Cronaca di Marzia Pretolani , 29/09/2021 10:59

Samira soffocata in casa dal marito: le motivazioni dell'ergastolo a Barbri VIDEO

“Il mancato ritrovamento del cadavere di Samira El Attar non impedisce l’accertamento del fatto come omicidio volontario e neppure l’individuazione del colpevole”: il clou delle 86 pagine di motivazioni della sentenza con cui la Corte D’Assise di Rovigo ha condannato lo scorso giugno il 43enne Mohamed Barbri all’ergastolo per l’omicidio della moglie e l’occultamento del suo cadavere.

A oramai 2 anni dalla sparizione della mamma marocchina di Stanghella, il caso può dirsi chiuso senza dubbi: la 43enne è morta, uccisa dal marito, probabilmente soffocata in casa, ( visto che tracce biologiche non sono state trovate) la stessa mattina della sua all’epoca presunta scomparsa, tra le 10 e mezzogiorno. Questa la verità, nonostante il castello di bugie innalzato dal marito che disse di non averla più vista tornare a casa quella mattina, dopo che aveva accompagnato con la sua bicicletta la figlioletta di 4 anni all’asilo.

Questa la prima contraddizione: Samira si scoprì subito che a casa ci tornò, lo raccontò anche ai nostri microfoni una vicina che abita poche case più in là che si fermò a parlare con lei e le regalò una borsa di vestiti per la figlioletta. Borsa infatti ritrovata nella casa di via Statale dagli investigatori insieme alla giacca indossata quella mattina dalla donna.

Dalla sua casa la donna non ne uscì più. Sia il cellulare di Samira che quello del marito Mohamed quella mattina rimasero agganciati al ripetitore competente su quella abitazione. Di più: Mohamed è stato visto in casa, e non al lavoro nei campi come dichiarato, anche dalla vicina del piano superiore che lo vide in seguito andare a prendere la piccola all’asilo.

La tesi dello strangolamento la più probabile, spiega la Corte: numerosi i rilievi scientifici addirittura dei Ris all’epoca non hanno evidenziato la presenza di liquidi biologici sospetti. 
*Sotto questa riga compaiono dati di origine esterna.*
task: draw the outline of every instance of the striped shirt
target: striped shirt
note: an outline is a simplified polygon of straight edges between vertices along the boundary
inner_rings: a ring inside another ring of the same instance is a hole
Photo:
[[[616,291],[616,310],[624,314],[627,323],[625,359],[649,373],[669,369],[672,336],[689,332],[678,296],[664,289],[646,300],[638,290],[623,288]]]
E diversi altri tasselli del puzzle a puntare senza dubbio sulla colpevolezza del marito: dalla denuncia fatta soltanto il giorno dopo, alla gita notturna lungo il fiume Gorzone, dai successivi poco credibili ritrovamenti di oggetti che appartenevano a Samira (una scarpa e una catenina) in luoghi già setacciati in lungo e in largo dagli inquirenti, fino alla fuga di Barbri in Spagna, dove venne arrestato a gennaio, intercettato per una telefonata fatta al cugino con il cellulare prestato da un conoscente. Voleva scappare in Marocco. La pubblica accusa, in quello che è stato un processo indiziario, ha puntato sul movente gelosia e orgoglio ferito di un uomo che cercava invano di controllare la moglie, che aveva solo qualche saltuario lavoro di bracciante agricolo dinanzi a una moglie in gamba, determinata, grande lavoratrice nelle case e come badante. Una moglie che l’avrebbe anche colpito con uno schiaffo in piazza. In pubblico. Forse l’ultima goccia, proprio un mese prima della sparizione.